In advice columns written for the African American-oriented magazine, Dr. Martin Luther King, Jr. told a young man who had impregnated his girlfriend and refused to marry her, resulting in a “crime,” that he had made a “mistake.”  He urged another reader to abstain from premarital sex, noting that such activity was contributing “to the present breakdown of the family.”


“Dr. Martin Luther King, Jr. was a man of peace, justice, and most of all a man of God,” added Alveda King.  “Were he alive today, he would be working to secure peace and justice for those in the womb and healing for a nation that is still pained by over 53 million missing lives.”


Tony Perkins, president of Family Research Council, attributes the racial disparity on abortion to Planned Parenthood, the nation’s largest abortion business which has purposefully built new abortion centers in minority communities in places like Houston, Portland, and Chicago.


“Planned Parenthood has preyed on minorities since its founder advocated negative eugenics! If Congress truly wants across-the-board reductions in abortion, our leaders will have to stop funding its biggest provider,” said Perkins.


But pro-life advocates aren’t content to see abortion continue to destroy the African-American community and they are doing something about it with multiple billboard campaigns letting people know about the figures. That includes a new campaign in Los Angeles, California featuring billboards going up all over town.
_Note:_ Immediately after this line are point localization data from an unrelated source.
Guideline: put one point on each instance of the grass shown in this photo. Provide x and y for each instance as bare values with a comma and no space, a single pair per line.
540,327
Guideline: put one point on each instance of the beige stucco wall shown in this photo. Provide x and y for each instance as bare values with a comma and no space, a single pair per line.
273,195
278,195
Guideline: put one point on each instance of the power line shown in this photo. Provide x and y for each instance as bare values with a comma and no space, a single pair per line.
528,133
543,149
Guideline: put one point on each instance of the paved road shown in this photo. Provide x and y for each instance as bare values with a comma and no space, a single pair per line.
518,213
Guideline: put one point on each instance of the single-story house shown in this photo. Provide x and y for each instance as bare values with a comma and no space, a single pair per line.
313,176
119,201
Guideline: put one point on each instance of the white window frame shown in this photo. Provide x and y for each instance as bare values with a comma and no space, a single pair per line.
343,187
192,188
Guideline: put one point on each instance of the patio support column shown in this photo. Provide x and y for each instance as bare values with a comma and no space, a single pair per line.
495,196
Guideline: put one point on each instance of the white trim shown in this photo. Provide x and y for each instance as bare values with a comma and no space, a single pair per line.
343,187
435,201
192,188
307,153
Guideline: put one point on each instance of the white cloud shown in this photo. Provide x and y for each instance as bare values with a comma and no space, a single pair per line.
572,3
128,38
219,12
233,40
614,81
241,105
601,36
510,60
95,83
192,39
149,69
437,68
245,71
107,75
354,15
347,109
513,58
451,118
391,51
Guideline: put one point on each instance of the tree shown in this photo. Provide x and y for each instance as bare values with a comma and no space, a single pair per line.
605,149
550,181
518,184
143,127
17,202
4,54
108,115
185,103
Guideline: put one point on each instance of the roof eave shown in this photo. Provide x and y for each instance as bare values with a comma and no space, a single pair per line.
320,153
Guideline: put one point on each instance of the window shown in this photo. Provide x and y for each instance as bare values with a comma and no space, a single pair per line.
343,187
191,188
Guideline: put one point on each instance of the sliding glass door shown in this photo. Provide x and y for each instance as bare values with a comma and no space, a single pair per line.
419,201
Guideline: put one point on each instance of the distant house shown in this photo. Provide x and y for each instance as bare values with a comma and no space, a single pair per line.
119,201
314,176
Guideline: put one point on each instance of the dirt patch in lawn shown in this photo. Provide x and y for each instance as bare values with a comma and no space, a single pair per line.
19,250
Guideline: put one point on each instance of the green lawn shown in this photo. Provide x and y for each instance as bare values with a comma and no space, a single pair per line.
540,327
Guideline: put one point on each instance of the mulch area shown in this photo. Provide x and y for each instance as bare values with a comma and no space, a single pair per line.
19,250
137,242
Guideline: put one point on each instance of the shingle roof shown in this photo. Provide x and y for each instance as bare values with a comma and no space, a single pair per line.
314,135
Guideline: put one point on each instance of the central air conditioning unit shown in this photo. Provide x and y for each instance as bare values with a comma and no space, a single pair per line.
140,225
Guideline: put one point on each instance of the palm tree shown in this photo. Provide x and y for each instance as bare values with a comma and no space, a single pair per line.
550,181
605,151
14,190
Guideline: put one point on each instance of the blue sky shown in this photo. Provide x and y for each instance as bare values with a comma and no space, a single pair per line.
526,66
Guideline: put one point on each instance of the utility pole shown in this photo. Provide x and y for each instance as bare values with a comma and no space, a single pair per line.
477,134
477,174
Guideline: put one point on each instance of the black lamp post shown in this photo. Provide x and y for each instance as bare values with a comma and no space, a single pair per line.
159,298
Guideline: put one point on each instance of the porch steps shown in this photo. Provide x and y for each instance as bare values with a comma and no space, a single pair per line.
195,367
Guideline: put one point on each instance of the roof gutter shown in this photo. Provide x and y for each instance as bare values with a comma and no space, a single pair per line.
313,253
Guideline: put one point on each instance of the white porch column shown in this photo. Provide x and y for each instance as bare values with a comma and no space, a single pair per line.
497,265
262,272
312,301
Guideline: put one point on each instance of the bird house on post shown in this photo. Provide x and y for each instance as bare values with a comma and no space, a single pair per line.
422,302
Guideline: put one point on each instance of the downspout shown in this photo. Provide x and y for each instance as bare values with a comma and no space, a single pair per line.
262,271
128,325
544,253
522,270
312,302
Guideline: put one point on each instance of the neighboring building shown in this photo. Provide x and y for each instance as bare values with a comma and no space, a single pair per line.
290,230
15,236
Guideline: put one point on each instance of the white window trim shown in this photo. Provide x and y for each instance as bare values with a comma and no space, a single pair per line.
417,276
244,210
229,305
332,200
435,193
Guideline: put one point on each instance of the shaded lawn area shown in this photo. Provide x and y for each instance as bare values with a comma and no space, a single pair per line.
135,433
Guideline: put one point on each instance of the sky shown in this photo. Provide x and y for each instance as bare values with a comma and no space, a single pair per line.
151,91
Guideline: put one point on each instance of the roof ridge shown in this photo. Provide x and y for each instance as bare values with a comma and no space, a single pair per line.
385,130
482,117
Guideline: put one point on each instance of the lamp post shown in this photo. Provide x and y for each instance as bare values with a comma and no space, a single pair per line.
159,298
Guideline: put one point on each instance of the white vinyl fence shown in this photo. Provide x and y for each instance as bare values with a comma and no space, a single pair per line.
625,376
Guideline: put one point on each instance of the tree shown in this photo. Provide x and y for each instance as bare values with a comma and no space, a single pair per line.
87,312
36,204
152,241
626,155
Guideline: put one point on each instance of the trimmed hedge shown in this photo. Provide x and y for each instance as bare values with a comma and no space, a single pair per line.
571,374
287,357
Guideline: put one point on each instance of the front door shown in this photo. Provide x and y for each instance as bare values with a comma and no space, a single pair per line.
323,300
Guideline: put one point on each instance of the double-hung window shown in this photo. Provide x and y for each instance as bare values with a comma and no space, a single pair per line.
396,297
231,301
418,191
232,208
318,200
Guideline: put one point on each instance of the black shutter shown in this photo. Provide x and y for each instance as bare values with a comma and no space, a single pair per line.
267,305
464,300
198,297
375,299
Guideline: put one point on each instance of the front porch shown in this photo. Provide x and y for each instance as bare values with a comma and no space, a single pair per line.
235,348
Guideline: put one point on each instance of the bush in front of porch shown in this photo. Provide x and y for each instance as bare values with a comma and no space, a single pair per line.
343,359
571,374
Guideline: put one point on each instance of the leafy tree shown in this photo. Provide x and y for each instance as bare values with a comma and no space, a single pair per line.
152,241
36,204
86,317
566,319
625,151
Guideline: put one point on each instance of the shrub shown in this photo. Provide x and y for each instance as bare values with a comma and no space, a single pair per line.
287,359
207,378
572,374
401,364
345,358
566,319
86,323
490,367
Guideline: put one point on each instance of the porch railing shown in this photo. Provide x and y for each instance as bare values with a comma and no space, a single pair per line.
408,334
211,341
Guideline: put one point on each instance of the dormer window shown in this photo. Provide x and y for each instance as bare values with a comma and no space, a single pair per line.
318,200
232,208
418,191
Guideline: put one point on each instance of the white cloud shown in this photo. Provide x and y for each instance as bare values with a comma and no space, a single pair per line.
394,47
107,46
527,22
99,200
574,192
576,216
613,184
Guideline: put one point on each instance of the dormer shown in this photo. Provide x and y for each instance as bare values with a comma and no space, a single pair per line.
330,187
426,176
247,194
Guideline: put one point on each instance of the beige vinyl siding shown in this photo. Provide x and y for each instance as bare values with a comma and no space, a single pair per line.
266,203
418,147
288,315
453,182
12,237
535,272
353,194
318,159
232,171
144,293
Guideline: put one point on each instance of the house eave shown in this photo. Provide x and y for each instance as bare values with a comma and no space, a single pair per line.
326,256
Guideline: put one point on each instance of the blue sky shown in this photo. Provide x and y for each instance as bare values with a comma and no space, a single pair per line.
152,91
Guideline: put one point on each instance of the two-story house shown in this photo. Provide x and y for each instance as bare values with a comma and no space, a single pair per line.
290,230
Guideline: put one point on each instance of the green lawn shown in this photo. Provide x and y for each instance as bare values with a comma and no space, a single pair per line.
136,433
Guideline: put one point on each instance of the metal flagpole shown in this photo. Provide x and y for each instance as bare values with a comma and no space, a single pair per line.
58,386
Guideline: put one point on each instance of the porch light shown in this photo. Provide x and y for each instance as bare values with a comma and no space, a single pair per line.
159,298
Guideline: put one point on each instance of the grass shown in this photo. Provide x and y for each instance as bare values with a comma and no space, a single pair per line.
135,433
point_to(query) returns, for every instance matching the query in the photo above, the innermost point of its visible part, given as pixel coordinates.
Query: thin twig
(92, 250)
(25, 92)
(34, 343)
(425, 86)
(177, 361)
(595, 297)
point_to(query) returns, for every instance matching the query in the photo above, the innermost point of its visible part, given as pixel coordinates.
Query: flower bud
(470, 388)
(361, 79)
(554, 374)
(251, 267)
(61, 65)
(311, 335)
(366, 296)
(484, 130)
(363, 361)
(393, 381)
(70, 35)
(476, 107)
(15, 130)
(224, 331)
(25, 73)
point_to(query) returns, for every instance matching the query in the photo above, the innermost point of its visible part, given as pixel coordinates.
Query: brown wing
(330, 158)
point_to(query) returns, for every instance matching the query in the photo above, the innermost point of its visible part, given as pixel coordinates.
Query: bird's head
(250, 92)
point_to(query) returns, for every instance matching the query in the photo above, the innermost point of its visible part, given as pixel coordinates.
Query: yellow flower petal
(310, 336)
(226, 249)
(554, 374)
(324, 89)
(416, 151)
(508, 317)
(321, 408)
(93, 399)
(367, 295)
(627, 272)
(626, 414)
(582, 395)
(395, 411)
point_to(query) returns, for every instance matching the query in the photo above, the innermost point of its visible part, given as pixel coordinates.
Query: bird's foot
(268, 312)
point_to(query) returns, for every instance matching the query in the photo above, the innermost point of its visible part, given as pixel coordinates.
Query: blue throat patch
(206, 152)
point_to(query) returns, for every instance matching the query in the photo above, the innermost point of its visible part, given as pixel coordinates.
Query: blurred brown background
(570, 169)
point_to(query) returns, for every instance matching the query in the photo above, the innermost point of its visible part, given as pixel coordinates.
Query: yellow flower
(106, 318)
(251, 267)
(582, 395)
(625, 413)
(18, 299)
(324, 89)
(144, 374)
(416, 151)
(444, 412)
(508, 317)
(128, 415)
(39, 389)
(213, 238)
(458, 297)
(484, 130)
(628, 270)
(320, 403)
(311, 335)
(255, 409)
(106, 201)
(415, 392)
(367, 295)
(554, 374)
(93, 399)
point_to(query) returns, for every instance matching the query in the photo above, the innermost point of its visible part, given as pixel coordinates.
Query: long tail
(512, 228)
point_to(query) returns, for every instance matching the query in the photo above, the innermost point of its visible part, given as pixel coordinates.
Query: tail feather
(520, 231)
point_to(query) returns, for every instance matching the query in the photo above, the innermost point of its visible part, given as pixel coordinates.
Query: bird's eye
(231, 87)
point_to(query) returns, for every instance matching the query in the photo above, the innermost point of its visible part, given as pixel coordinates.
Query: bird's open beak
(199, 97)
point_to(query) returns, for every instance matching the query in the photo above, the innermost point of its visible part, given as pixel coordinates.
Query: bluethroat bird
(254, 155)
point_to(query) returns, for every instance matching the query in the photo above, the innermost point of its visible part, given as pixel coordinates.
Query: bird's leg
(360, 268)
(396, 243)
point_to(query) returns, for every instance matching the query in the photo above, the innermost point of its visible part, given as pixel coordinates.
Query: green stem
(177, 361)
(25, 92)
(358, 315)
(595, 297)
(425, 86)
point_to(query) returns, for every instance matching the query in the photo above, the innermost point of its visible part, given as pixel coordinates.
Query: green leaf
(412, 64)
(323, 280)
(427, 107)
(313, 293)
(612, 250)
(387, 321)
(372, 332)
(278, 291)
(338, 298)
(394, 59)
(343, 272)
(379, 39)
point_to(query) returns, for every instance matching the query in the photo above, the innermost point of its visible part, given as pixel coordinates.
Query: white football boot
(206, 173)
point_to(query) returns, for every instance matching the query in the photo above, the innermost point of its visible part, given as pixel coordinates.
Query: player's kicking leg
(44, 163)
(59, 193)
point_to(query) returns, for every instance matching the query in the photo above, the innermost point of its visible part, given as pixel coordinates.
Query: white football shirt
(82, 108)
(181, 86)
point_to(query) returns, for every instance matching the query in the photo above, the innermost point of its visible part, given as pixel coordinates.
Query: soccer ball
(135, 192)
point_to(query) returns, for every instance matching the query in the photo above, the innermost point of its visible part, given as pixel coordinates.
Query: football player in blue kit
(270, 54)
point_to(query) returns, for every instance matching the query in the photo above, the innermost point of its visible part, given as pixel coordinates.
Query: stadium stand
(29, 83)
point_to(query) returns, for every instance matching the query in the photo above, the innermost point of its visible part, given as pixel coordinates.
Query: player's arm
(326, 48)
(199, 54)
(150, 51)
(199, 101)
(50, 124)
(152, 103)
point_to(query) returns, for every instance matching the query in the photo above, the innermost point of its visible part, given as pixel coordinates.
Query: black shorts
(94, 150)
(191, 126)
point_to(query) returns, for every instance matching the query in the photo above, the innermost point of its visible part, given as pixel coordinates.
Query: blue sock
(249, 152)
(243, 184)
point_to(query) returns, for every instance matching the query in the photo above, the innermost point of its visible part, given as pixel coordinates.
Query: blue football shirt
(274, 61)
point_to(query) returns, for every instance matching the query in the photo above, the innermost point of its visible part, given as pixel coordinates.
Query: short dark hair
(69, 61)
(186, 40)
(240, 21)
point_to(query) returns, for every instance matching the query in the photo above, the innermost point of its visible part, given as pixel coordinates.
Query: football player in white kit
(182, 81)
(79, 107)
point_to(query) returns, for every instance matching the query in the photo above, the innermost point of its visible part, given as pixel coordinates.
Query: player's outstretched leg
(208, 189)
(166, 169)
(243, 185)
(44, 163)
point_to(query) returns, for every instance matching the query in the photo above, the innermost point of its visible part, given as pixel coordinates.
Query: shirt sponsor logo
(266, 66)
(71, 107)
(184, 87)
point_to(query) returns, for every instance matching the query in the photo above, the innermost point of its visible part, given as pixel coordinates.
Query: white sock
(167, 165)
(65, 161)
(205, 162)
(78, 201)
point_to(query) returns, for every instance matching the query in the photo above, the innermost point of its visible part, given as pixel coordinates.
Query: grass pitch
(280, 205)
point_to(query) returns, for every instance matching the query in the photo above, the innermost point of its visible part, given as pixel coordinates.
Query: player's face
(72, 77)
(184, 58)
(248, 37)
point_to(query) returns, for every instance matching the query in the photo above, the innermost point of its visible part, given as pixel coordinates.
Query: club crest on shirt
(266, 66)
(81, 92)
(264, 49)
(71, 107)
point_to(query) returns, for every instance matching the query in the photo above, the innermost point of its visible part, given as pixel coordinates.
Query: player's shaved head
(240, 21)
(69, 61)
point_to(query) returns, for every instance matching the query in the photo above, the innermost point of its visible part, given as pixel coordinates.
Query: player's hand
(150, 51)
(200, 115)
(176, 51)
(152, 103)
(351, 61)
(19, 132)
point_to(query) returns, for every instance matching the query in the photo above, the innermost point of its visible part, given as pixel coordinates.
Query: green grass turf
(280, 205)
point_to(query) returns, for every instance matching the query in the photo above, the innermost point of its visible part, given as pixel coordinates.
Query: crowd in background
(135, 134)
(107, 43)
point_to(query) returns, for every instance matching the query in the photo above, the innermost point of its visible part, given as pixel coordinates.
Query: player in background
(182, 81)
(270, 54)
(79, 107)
In conjunction with Walter Hoye, a pro-life African-American pastor, the Radiance Foundation is launching the new campaign.


“Billboards will be up through Black History Month and are an attempt to raise awareness of abortion’s devastating and disproportionate impact in the black community,” Ryan Bomberger told LifeNews.com last week.


Hoye says he’s excited about the billboard campaign as he has been trying to raise nationwide awareness of the way in which abortions target black children.


“The impact of abortion in the African-American community is the Darfur of America,” Hoye declares, citing the 53 million aborted since 1973, 18 million of which are African-American.


Dr. La Verne Tolbert, a former Planned Parenthood board member, says black children are targeted through the schools for abortions in California.


“In California, children are targeted for abortions through school-based clinics and school-linked clinics, which are family planning clinics on or near school grounds. Girls are taken off campus to a Planned Parenthood clinic, where abortions are performed without parental consent or notification,” she said.